Codling Moth - The Codling Moth Caterpillar is small and white with a brown head. It burrows into the fruit of apples and pears in mid to late summer. By the time the fruit is ripe they have finished feeding and drop on to the bark of the tree and the soil immediately underneath to overwinter ready for the moths to emerge in the late spring.
What damage do these pests do and how do I recognise it?:
Carrot Root Fly - Vulnerable young seedlings die first, but often you don't know your vegetables have been attacked till you lift them. The result of a carrot fly attack is tunnels all through the vegetables which are visible near the surface as orange/brown lines. Areas damaged also tend to be susceptible to mould, and then rot and cannot be stored. Quite often there is little left of the crop to eat.

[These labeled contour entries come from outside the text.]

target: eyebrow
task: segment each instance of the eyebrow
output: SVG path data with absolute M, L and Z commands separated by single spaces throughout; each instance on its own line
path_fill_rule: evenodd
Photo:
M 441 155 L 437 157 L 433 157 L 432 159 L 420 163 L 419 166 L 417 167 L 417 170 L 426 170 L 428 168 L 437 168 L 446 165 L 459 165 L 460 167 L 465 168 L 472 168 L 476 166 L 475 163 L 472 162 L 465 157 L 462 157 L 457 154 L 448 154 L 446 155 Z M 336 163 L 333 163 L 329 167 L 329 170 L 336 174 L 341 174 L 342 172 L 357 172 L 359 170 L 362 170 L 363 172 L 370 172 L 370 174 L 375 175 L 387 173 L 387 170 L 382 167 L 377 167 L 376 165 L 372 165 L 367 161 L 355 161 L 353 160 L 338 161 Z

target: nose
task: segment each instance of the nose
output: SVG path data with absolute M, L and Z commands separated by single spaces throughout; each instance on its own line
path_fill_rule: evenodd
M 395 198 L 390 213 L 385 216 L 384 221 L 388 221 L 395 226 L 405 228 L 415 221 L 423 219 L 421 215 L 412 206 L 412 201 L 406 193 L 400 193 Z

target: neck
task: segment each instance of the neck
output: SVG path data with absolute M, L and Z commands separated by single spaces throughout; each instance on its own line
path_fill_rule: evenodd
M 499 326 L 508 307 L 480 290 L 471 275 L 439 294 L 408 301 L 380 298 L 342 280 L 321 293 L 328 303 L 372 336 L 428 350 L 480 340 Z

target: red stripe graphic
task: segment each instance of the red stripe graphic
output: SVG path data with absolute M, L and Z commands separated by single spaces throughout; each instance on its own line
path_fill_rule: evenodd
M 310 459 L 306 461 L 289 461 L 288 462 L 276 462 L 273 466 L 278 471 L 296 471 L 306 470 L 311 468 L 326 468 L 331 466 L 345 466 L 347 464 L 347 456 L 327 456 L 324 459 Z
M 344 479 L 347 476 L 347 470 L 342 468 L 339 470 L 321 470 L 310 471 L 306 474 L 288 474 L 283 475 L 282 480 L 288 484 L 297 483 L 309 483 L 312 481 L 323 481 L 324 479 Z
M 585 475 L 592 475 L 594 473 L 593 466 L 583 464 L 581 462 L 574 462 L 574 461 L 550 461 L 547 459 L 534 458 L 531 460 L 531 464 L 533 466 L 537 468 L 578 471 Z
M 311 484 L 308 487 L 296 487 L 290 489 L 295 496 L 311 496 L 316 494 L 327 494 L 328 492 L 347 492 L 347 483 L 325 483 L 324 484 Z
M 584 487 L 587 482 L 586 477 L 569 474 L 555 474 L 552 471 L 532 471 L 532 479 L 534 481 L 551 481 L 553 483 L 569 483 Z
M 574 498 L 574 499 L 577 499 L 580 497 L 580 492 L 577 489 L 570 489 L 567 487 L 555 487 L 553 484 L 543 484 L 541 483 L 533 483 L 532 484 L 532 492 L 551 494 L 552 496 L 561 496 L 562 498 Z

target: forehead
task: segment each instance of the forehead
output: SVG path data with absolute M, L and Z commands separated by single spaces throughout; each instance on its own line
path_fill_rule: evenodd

Cabbage Root Fly - Older plants may well survive a maggot attack but grow slowly and wilt on sunny days, cabbages often fail to heart and cauliflowers form a tiny head. Brassicas are particularly vulnerable as seedlings (or when transplanted) as they can be easily be killed by the maggots. The maggots eat the fine roots and just leave a rotting stump, or when roots are swollen as in radish, swede and turnip, they will bore into the roots leaving an inedible mess.
Cutworms - Cutworms cause severe damage by chewing the base of stems, roots, leaves and tubers. Roots may be severed just below the soil or the outer bark eaten away leaving the plant to wilt and die. Cutworms can work their way along a row, leaving the dying seedlings behind them. You will also find root vegetables such as potatoes and carrots with cavities eaten in them.
Onion Fly - In early summer the first generation attacks the roots of the young plants making them collapse and die. In late summer the second generation then feeds on the swelling onion bulbs causing them to rot and be unfit to eat. The severity of attacks varies from year to year but, in a bad year, it is almost impossible to grow these crops.
Sciarid - The adult flies can carry fungal spores and plant disease from plant to plant. The maggots mainly live of decaying matter such as dead roots, but can damage young seedlings by eating the fine roots and tunnelling into the soft stems. In your house or conservatory clouds of sciarid fly around your plants can be very unpleasant.
Caterpillars - Cabbage White Caterpillars can decimate a vegetable plot, especially brassicas or ornamental beds, especially nasturtiums. The Large Cabbage White feeds mainly on the outer leaves leaving holes and sometimes completely stripping leaves. The Small Cabbage White feeds mainly on the hearts of cabbages and other brassicas.
Gooseberry Sawfly - By the time that the fruit is ready for picking the Gooseberry Sawfly can completely strip the leaves of the fruit bushes leaving the severely weakened and producing a poor crop the following year.
Thrips - The adult thrips pierce plant cells and suck out the contents resulting in deformed plants and flowers or silvered patches and flecking on leaves. Some species, like Western Flower Thrips, also spread virus diseases on their mouth parts such as the Tomato Spotted Wilt Virus.
Codling Moth - The Codling Moth feeds on the core of the fruit of apples and pear and to a lesser extent walnut and quince. When they have eaten the fruit they exit leaving a small reddish brown hole in the skin with brown droppings know as frass. Upon cutting the fruit open you may find that there is very little left that can be eaten.